While contemplating the notion of going independent and hearing about the freedom it brings, Hegenbart did what any good advisor would do: a risk/reward analysis. "I drew up a chart one day and looked at the positives and negatives of moving to an independent firm as opposed to another wirehouse." And sure enough, she decided to move-to another wirehouse. She ended up at Bank of America Merrill Lynch with the same title as before.

Hegenbart, who works in Boston, is far from alone in this "wire-to-wire" trade fair. Based on interviews with advisors, analysts and headhunters, there is a shift occurring in this labor market. While the idea of going independent has long been viewed as the ultimate siren song, more are now finding good reasons to stay in this channel.

UBS, by far the smallest of the four wirehouses, has recruited 75 advisors from the other three firms so far this year, according to a company spokesman. The other three declined to provide overall numbers, but roughly 11,000 wirehouse advisors are estimated to be actively looking for a new job within the next two years, according to a recent estimate from Aite Group, a research and consulting firm. And more than one-third of them would prefer another wirehouse, the report says.

That limits their options. But according to the advisors who have recalibrated their thinking, there are benefits to working at the big companies that are too important to give up, even if it comes with the price of having to forego the dream of running your own shop.

And frankly, many advisors simply do not want to be their own boss in an independent shop. And it's not just a matter of "keeping the lights on" as a business owner. But rather, many view independence as a drag on their time and energy in doing what they really want to do-interact with clients. Another problem was the lone-wolf mentality. Many advisors want the natural, daily interactions that come with working in a large company. And then there is cold, hard cash. Some work in a wirehouse for the same reason that Willie Sutton robbed banks: Because that's where the money is.

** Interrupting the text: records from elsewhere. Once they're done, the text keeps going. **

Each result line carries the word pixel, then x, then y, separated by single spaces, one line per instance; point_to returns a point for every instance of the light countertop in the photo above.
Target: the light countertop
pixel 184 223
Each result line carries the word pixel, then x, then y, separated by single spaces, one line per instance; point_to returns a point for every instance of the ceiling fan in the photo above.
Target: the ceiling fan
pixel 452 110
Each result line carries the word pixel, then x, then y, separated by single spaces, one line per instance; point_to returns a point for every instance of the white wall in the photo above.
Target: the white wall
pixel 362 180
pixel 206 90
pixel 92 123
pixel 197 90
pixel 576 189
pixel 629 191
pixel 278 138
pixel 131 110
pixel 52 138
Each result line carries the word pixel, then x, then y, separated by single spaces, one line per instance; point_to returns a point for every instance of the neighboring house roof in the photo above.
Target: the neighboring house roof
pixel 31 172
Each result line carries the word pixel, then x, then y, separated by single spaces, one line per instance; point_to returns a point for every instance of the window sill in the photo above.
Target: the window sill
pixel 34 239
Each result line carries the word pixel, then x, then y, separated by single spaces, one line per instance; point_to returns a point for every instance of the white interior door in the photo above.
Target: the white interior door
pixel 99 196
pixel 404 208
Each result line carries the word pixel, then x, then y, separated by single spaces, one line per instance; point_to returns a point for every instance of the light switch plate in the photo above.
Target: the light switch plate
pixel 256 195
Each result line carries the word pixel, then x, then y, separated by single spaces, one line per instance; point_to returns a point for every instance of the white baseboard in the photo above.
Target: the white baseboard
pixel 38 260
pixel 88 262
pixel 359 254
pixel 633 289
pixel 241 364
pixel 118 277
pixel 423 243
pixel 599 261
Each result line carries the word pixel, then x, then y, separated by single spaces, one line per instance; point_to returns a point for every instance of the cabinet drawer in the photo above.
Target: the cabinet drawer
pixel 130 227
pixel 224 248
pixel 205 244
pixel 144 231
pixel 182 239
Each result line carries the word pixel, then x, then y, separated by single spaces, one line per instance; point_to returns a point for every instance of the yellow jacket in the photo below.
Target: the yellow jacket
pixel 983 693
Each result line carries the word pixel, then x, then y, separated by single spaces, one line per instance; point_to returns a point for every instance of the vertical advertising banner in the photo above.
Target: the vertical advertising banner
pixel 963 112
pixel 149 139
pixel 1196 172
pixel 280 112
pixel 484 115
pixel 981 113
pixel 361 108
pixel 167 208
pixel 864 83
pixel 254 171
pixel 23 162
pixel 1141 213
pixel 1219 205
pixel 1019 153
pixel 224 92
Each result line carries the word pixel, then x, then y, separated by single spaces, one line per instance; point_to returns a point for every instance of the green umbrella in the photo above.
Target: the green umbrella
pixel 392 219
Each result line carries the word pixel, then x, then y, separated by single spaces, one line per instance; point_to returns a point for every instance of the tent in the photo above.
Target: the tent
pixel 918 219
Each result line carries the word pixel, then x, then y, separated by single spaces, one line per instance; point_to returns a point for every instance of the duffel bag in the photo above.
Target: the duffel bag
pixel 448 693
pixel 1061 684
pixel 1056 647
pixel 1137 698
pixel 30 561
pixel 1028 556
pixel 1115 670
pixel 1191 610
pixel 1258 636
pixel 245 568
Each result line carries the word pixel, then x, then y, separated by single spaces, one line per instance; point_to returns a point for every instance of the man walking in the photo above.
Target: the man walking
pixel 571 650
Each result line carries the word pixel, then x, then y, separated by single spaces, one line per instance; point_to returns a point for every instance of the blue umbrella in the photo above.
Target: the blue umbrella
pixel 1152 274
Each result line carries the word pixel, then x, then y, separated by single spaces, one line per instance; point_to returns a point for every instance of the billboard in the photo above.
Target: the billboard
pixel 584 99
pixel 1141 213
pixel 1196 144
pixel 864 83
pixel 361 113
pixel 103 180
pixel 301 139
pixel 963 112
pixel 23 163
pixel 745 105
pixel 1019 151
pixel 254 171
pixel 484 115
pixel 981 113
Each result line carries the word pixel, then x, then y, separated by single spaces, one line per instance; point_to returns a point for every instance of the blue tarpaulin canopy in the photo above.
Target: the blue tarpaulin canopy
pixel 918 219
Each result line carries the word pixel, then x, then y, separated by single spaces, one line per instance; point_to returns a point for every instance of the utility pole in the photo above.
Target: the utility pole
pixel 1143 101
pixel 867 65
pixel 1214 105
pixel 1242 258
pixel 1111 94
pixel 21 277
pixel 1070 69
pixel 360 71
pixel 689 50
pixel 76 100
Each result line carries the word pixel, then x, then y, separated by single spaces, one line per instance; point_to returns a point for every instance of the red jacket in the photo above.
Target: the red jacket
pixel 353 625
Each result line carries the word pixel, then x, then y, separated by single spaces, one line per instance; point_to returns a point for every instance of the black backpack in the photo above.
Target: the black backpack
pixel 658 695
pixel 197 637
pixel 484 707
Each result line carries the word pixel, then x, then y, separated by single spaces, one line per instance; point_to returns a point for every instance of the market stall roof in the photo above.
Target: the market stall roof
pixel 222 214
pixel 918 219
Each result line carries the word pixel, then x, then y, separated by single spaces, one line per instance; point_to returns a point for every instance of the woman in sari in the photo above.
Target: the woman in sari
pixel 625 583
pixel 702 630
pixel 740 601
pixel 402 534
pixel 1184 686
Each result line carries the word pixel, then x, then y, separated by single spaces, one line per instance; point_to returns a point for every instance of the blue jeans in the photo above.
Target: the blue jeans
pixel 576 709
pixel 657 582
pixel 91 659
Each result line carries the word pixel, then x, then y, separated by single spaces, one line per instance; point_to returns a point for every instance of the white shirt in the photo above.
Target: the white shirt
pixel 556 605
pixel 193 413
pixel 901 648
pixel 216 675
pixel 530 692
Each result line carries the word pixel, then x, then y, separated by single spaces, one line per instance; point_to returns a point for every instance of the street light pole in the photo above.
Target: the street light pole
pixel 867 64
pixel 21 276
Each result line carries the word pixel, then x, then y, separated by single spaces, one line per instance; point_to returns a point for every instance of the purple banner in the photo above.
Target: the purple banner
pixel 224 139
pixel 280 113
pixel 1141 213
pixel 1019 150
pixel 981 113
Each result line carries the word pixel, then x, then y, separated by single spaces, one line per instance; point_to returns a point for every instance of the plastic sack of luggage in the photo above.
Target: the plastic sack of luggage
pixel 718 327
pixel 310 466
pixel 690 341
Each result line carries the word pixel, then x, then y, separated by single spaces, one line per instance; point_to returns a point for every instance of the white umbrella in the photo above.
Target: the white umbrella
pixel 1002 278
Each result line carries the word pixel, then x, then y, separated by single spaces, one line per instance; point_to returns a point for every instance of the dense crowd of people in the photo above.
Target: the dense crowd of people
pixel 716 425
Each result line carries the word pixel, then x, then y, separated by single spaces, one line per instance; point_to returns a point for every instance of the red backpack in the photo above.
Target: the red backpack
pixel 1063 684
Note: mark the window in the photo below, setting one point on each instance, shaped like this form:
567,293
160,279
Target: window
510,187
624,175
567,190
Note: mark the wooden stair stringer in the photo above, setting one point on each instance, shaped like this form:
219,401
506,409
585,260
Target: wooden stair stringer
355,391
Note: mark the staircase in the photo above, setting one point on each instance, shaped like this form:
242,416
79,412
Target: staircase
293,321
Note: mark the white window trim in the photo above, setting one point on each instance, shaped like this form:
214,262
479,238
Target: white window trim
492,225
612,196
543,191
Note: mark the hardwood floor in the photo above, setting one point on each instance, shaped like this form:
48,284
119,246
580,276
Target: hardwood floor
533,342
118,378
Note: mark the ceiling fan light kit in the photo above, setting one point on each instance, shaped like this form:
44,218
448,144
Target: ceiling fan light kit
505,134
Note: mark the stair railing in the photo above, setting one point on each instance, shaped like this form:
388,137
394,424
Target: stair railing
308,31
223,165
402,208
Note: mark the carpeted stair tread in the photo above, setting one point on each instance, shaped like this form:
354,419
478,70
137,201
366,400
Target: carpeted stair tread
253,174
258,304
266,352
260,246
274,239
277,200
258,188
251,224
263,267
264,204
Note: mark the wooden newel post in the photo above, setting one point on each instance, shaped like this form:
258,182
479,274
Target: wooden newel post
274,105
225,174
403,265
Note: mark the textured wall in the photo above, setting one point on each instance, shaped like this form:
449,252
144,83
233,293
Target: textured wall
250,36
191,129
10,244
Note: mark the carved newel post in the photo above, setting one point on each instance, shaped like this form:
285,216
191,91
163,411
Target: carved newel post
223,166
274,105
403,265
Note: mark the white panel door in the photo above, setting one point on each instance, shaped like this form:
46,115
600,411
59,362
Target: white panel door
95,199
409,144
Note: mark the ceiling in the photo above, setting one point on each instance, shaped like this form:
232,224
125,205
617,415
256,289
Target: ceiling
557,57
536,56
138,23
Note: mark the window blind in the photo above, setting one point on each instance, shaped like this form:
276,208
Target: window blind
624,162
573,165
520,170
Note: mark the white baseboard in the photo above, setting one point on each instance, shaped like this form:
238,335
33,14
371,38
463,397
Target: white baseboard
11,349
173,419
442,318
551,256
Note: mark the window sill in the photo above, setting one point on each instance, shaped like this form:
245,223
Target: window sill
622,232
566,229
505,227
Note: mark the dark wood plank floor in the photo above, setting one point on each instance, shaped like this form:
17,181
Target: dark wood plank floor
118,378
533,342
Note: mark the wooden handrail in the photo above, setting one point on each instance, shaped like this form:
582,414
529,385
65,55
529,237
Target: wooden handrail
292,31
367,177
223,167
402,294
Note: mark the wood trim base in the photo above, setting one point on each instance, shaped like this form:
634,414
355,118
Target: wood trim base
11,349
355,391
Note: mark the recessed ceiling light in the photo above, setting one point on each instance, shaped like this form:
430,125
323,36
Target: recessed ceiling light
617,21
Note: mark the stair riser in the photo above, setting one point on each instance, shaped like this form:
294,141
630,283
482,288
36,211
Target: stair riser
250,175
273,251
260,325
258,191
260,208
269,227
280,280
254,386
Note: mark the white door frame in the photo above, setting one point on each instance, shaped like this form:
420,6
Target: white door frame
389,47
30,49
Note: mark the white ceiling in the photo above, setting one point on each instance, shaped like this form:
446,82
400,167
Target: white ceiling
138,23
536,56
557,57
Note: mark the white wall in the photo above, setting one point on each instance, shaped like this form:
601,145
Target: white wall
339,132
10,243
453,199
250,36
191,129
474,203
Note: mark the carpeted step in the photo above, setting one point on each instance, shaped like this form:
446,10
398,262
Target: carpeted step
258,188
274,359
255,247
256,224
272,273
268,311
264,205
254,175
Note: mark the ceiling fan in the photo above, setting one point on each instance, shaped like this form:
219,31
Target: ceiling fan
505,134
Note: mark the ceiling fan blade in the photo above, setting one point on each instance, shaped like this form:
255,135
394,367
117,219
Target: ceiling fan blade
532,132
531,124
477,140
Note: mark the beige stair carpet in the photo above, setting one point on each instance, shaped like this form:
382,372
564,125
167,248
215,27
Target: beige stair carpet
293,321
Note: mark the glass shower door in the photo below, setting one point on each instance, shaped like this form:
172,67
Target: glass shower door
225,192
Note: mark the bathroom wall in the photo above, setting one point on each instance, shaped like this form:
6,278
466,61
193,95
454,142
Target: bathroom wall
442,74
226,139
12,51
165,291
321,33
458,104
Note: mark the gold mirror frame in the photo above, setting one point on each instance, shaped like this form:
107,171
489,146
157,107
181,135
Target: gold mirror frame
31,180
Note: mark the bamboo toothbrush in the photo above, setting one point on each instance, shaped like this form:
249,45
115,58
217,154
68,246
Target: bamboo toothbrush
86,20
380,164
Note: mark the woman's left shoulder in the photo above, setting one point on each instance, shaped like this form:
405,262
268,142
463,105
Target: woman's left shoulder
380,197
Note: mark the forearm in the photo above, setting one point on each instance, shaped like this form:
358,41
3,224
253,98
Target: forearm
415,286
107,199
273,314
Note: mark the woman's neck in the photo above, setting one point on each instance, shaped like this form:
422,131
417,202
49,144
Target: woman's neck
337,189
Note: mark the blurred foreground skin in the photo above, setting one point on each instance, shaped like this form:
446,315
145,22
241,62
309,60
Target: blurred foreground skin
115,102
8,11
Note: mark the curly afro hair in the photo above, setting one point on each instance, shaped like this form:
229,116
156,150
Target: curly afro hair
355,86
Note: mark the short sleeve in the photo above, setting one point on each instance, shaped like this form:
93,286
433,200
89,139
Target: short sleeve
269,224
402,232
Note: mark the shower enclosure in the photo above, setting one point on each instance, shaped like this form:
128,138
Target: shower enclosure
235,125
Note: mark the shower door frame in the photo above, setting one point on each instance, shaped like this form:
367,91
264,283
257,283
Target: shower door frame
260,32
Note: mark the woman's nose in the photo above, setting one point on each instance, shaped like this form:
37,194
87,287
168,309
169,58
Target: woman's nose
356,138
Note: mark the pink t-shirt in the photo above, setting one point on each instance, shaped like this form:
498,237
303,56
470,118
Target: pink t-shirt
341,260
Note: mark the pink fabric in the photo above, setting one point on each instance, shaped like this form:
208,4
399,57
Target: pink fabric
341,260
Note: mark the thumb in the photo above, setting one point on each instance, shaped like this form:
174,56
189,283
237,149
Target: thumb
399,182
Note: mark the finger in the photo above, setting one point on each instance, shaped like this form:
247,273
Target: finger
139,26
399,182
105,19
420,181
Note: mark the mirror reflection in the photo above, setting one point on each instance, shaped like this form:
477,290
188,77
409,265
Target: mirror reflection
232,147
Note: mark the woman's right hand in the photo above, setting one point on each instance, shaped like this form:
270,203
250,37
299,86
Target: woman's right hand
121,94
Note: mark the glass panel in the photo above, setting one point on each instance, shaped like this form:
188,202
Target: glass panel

Kenneth Roban, a recent wire-to-wire act, personifies these ideas. He joined the White Plains, NY office of UBS in June from MSSB. He had considered the independent route, but then realized it didn't suit his personality. "I don't want to feel isolated and be the one turning on the lights and making management decisions," Roban says. Now he is a senior vice president and senior portfolio manager at UBS and believes that sticking to the wirehouse channel is the best choice that any advisor can make. "I like waking up and going into a branch every morning... it's important to feel that you are part of something bigger than yourself."

Playing Defense

In an effort to keep their best advisors, the wirehouses have set out to implement a new strategy with pinpoint precision. While creating more alluring golden handcuffs through sweeter retention packages may seem like a good strategy to keep advisors satisfied, it's not a long-term solution, says Alois Pirker, senior analyst at Aite Group. "The retention packages mean a lot to keep advisors, but it buys the wirehouses time, not loyalty."

So the wirehouses began structuring incentives to really boost their position. But these changes were far from handouts. "MSSB offers mortgages and loans for five to six years," Pirker says. "But if they leave sooner, they're on the hook to pay it back [and] this is a way they stay tied to the company."

The meat of the recruiting deal is still money. And lots of it. Recruiting deals now top out at 330% of trailing-12 production for the first and second quintile advisors, says industry recruiter Mindy Diamond. And as a sign of how competitive this industry can be, wirehouses are also feeling the intense pressure to play defense and are trying to keep their advisors who are being lured by competitors' recruiting offers. So they are crafting deals for advisors who do not want to sign a nine-year note. Instead, if they fall into a three-year retirement bracket they will be offered a package if they choose to stay, Diamond says.